Since HBase is a distributed system there are many naive ways to do this, but it is not trivial to get it correct. HBase is a consistent key value store, so you would expect the same guarantees from your indexes.
The choices mostly boil down to two solutions:
- "Local" (Region level) indexes. These are good for low latency (everything is handled at locally at a server). The trade off is that it is impossible to ask globally where the row matching an index is located. Instead all regions have to be consulted.
- Global indexes. These can be used for global index queries, but involve multi server updates for index maintenance.
In turns out a correct solution can be implemented with relative simplicity without any changes to HBase.
First off there are three important observations when talking about index updates:
- An index update is like a transaction
- An index update transaction is idempotent
- With a bit of discipline partial index transactions can be detected at runtime. I.e. the atomicity can be guaranteed at read-time.
The index table would be keyed by <columnValue>|<rowkey>. The <rowkey> is necessary to keep the index entries unique.
This simple approach breaks down in the face of failures.
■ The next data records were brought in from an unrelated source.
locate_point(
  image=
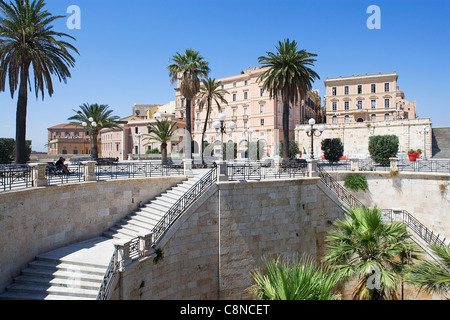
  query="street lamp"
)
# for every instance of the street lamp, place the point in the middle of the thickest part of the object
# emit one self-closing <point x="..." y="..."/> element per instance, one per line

Say a client writes to these two tables, but fails before one of the changes could be applied. Now we may have the main table update but missed the index update or vice versa.
Notice that it is OK to have a stale index entry (a false index match) but not to have a stale main table entry.
So here is a solution for consistent secondary indexes in HBase:
- Update: If using TTL, setup the main table to expire slightly before the index table(s).
- For a Put, first retrieve a local timestamp, apply all changes to the index table(s) first using that timestamp. Then apply the changes to the main table. Using the same timestamp.
The timestamp can safely be created locally (with the same caveat that generally applies to HBase: Updates to the same KV in the same ms leads to more or less undefined results). - Upon delete, read back the row, then delete the main table entry, then remove all index entries (using the column values and timestamps read back from the row and using the same delete type - family, column, or version - that we used for the main table). Since we used the same timestamps this will be correctly.
Update:
As Daniel Gómez Ferro points out, this in fact can only work for version deletes. I.e. only a specific version of a row can be deleted. In order to delete all versions of a column (a column delete marker) of a row or all versions of all columns (a family delete marker), all of these versions would need to be enumerated in the client and be deleted one by one.
- Now upon reading along an index, we find the rows that the index entries point to. When we retrieve the rows we have to verify that a row we read has the expected timestamp for the index column. If not we simply ignore that row/index entry. It must be from a partial index update - either from a concurrent update that is still in progress, or from a partially failed update.
This is how we assure atomicity at read-time; or in other words we can tolerate a slightly wrong index without affecting correctness.
That's it. No server side code needed. No locking. And this will scale nicely. Just a little bit of discipline. Discipline that could easily be encapsulated in a client library.
Since partial failures will be rare, and we can filter those at read time, we need not clean the index up.
Because of the timestamps we can also still perform correct time range queries.